Dans la démocratie dite moderne, on vote trop souvent pour des pancartes, pour des slogans. Quand on a de l'argent, on a des pancartes. Donc des voix. A mon avis, une grosse majorité de la population n'a pas les compétences nécessaires pour bien évaluer les options. Et ce n'est pas de la condescendance, ni du dédain : moi-même, qui touche à l'administration, à la gestion de ressources humaines, à la représentation, à la comptabilité, sans compter mes très nombreuses lectures sur tant de sujet, enfin bref moi-même je ne crois pas avoir les compétences pour décider qui fera un bon député, qui fera un bon chef, qui sera un bon gestionnaire pour notre pays. C'est toute l'idée de démocratie qui peut être questionnée.
Mais ceci étant, je ne connais pas de solution miracle, ou plutôt je ne connais pas de solution qui puissent être acceptée et appliquée présentement, auquel cas je crois qu'il vaut mieux y aller pas à pas. On améliorer un peu ce qu'on peu améliorer. Ensuite on trouve quelque chose d'autre à améliorer, et au final on obtient une société plus saine.

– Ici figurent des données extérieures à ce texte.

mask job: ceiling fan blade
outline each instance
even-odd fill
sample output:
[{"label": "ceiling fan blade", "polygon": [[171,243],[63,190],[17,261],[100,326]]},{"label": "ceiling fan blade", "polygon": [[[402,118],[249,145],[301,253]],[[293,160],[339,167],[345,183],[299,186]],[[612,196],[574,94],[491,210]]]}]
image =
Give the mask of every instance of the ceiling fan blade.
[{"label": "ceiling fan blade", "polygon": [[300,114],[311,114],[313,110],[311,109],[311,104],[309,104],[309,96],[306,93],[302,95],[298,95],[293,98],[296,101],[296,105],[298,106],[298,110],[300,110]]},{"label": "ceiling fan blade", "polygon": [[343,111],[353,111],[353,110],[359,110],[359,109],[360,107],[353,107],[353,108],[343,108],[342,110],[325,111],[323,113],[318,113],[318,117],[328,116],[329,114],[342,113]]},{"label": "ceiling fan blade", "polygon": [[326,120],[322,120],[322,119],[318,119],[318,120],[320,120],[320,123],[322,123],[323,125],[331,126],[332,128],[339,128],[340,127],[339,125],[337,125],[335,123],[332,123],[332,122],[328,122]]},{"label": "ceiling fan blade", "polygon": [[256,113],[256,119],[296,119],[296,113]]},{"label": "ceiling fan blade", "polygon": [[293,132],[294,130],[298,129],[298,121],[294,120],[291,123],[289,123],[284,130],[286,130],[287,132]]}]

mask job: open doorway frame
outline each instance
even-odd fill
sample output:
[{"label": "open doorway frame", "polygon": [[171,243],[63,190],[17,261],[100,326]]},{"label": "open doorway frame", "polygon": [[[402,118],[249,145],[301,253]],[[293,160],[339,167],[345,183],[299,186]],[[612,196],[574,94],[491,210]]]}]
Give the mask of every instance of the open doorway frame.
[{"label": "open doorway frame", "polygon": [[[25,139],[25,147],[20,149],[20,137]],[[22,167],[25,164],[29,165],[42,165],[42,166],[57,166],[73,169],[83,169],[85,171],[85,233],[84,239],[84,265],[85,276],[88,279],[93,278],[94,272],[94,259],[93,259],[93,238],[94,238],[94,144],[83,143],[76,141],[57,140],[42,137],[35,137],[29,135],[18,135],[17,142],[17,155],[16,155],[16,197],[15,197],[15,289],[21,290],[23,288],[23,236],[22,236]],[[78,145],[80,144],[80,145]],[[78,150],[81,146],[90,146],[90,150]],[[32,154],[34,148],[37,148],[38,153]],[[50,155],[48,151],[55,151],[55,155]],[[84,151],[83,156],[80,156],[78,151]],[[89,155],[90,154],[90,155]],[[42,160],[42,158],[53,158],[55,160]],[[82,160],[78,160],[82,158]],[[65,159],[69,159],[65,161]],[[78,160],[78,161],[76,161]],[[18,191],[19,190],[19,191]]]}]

J'aimerais bien claquer des doigts et faire disparaitre l'emprise qu'ont les banques sur les gouvernements de la Terre. Ou faire disparaitre les lobbys pharmaceutiques qui dénaturent l'entièreté du système de santé. Ou faire disparaitre la propagande incidieuse répendue dans nos médias.
Un pas à la fois.
https://www.facebook.com/#!/Vers.Le.Meilleur.Des.Mondes
Archives de Vigile Répondre
14 octobre 2012Monsieur Crevier,
Je respecte votre opinion, mais j'aurais aimé que votre réflexion vous fasse prendre conscience que l'élection n'est pas nécessairement synonyme de démocratie et qu'elle peut représenter, sous certains aspects (corruption, professionnalisation de la politique etc) un obstacle à une démocratie exemplaire.
Ce que nous avons, c'est un système de gouvernement représentatif, dans lequel le peuple n'a pas accès aux décisions qui le concernent, sauf en votant une fois à tous les 4 ans pour leurs maîtres.
Ce n'est pas nécessairement la démocratie. Y avez-vous pensé?